There is an argument that says that financial assets can be the best hedge against inflation. True, conventional bonds could suffer, but equities have managed to weather previous inflation storms relatively well. Inflation remains a hot topic right now, with the Fed indicating they are prepared to take a tougher line if it persists. Certainly, some people are taking the view that the stock market here is good value.
American investors obviously think so, with a US private equity firm launching a £5.5 billion take-over bid for Morrisons – Britain’s fourth largest supermarket chain. The news sent the share price soaring initially, despite the Morrison board rejecting the bid as inadequate. And all this against a background of retail sales falling as the winding down of lockdown restrictions encourages people to eat out more. But it is hot on the heels of an activist investor taking a stake in Aviva
As it happens, eating out is not as straightforward as we might have expected. A Michelin starred restaurant in London has limited its opening hours because it cannot find sufficient staff to operate properly, despite Covid restrictions reducing the number of covers that can be accommodated. As well as many people leaving the hospitality industry because of the closures necessitated by lockdown, post Brexit it has been harder to find foreign workers to take up these jobs.

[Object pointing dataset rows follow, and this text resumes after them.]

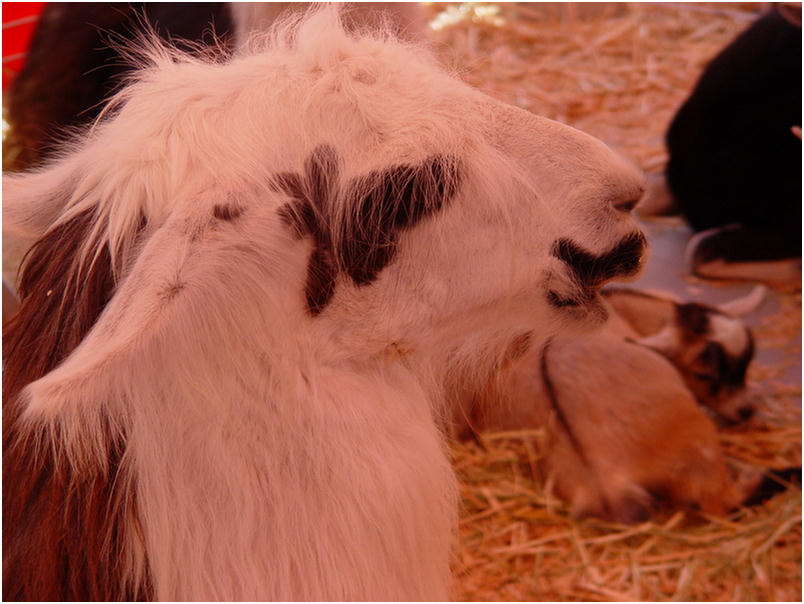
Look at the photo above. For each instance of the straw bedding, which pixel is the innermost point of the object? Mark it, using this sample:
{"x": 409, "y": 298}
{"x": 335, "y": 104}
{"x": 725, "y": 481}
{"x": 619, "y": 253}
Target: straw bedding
{"x": 618, "y": 72}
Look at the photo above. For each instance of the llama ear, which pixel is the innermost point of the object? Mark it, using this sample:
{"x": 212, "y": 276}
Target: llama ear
{"x": 187, "y": 295}
{"x": 33, "y": 201}
{"x": 386, "y": 202}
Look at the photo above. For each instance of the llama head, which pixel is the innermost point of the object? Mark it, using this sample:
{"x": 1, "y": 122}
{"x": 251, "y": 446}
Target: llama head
{"x": 331, "y": 193}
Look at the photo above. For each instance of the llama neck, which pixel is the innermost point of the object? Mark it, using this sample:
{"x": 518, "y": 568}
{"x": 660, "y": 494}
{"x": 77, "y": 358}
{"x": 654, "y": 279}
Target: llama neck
{"x": 242, "y": 492}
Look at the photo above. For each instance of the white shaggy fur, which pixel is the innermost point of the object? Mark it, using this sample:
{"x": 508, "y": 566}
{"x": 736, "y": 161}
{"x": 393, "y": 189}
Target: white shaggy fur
{"x": 276, "y": 455}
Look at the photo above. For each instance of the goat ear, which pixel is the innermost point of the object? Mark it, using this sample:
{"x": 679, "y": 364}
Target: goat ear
{"x": 33, "y": 201}
{"x": 182, "y": 298}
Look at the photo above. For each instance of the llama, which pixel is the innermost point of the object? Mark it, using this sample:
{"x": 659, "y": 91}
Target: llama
{"x": 74, "y": 64}
{"x": 249, "y": 284}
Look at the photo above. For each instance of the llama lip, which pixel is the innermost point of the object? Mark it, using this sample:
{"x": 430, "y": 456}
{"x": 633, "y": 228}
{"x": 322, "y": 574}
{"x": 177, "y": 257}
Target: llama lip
{"x": 591, "y": 271}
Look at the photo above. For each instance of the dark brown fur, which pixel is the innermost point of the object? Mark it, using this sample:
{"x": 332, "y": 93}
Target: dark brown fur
{"x": 63, "y": 528}
{"x": 385, "y": 202}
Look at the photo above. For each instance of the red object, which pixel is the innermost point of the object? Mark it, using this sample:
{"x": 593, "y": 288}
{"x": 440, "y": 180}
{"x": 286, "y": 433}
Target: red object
{"x": 19, "y": 23}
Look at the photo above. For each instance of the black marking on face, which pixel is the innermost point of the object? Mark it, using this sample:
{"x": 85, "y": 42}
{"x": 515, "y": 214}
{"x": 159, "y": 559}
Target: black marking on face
{"x": 387, "y": 202}
{"x": 226, "y": 211}
{"x": 307, "y": 215}
{"x": 381, "y": 204}
{"x": 722, "y": 371}
{"x": 693, "y": 320}
{"x": 170, "y": 291}
{"x": 591, "y": 270}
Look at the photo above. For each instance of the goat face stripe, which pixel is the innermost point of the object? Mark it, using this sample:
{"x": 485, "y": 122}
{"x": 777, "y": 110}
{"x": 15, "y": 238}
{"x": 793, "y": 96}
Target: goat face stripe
{"x": 385, "y": 203}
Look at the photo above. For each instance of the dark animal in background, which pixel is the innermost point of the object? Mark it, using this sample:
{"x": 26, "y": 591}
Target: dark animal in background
{"x": 735, "y": 161}
{"x": 71, "y": 68}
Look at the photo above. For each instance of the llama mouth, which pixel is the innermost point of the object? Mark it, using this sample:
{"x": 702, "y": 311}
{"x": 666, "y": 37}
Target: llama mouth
{"x": 590, "y": 272}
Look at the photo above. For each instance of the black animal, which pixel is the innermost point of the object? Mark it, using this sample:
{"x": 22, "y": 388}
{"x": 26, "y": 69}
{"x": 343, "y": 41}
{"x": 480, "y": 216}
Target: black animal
{"x": 735, "y": 161}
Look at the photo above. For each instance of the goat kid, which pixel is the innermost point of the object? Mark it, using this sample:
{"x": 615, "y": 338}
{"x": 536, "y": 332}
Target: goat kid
{"x": 621, "y": 406}
{"x": 248, "y": 285}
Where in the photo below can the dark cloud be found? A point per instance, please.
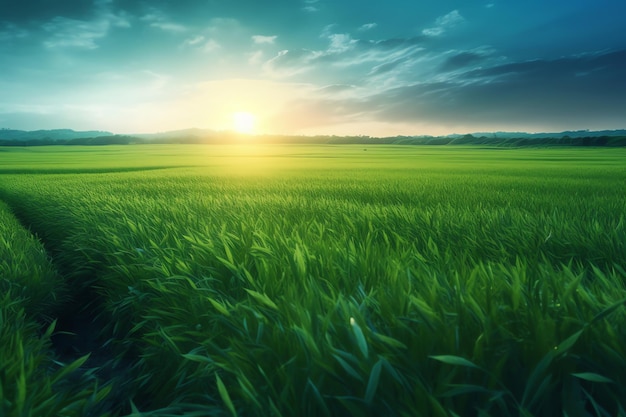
(560, 94)
(23, 11)
(537, 92)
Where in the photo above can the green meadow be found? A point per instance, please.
(312, 280)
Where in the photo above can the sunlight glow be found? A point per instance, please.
(243, 122)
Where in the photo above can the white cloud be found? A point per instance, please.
(310, 6)
(12, 32)
(158, 20)
(340, 42)
(443, 23)
(211, 45)
(194, 41)
(73, 33)
(255, 57)
(260, 39)
(367, 26)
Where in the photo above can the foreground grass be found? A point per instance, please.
(320, 280)
(32, 383)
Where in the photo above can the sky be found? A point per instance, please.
(327, 67)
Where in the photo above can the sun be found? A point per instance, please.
(243, 122)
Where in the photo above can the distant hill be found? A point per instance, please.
(50, 135)
(543, 135)
(612, 138)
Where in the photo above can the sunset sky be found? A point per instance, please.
(313, 66)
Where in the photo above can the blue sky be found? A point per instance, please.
(396, 67)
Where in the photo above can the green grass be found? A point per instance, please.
(329, 280)
(32, 381)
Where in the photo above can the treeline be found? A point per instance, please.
(597, 141)
(100, 140)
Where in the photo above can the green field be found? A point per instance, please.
(286, 280)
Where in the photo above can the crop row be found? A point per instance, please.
(322, 293)
(32, 381)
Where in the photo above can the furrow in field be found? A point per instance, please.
(388, 293)
(35, 379)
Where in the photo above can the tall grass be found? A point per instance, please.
(312, 281)
(32, 382)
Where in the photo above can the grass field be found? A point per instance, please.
(318, 280)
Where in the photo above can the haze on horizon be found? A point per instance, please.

Meanwhile, Government borrowing in May took a tumble from last year’s figures, though were still the second highest on record. The highest, unsurprisingly, was May last year when we were in the middle of the pandemic crisis. So, Rishi Sunak is still in the frame to be the Chancellor who has accumulated the most debt while in office. At 99.2% of GDP, our £300 billion debt mountain stands at the greatest amount relative to our economy since the early 1960s.
Bitcoin’s woes continue to mount. The Chinese authorities are clamping down on its use, instructing banks to block payments associated with the crypto-currency. They are also cutting off electricity supplies to bitcoin miners, a term used to describe those endeavouring to create more of the coins through solving computer generated problems. More than half the coins presently mined emanate from China, though this percentage is falling. And these miners use a lot of electricity, so this is important, but unlikely to reduce the supply of coins overall.
So, perhaps conventional equities provide the best long-term source of value. True, there will be times when they underperform other assets, but where else can you find a potential hedge against inflation and the opportunity to generate a rising income. I recall an advertisement run by M&G shortly after the great stock market crash of 1987. The speed of the collapse in share values put many off investing in equities, but M&G pointed out that £1000 invested in their Dividend Fund at its launch 25 years earlier would then be generating £1500 of annual income, despite the sharp recent fall in its price. Says it all, really.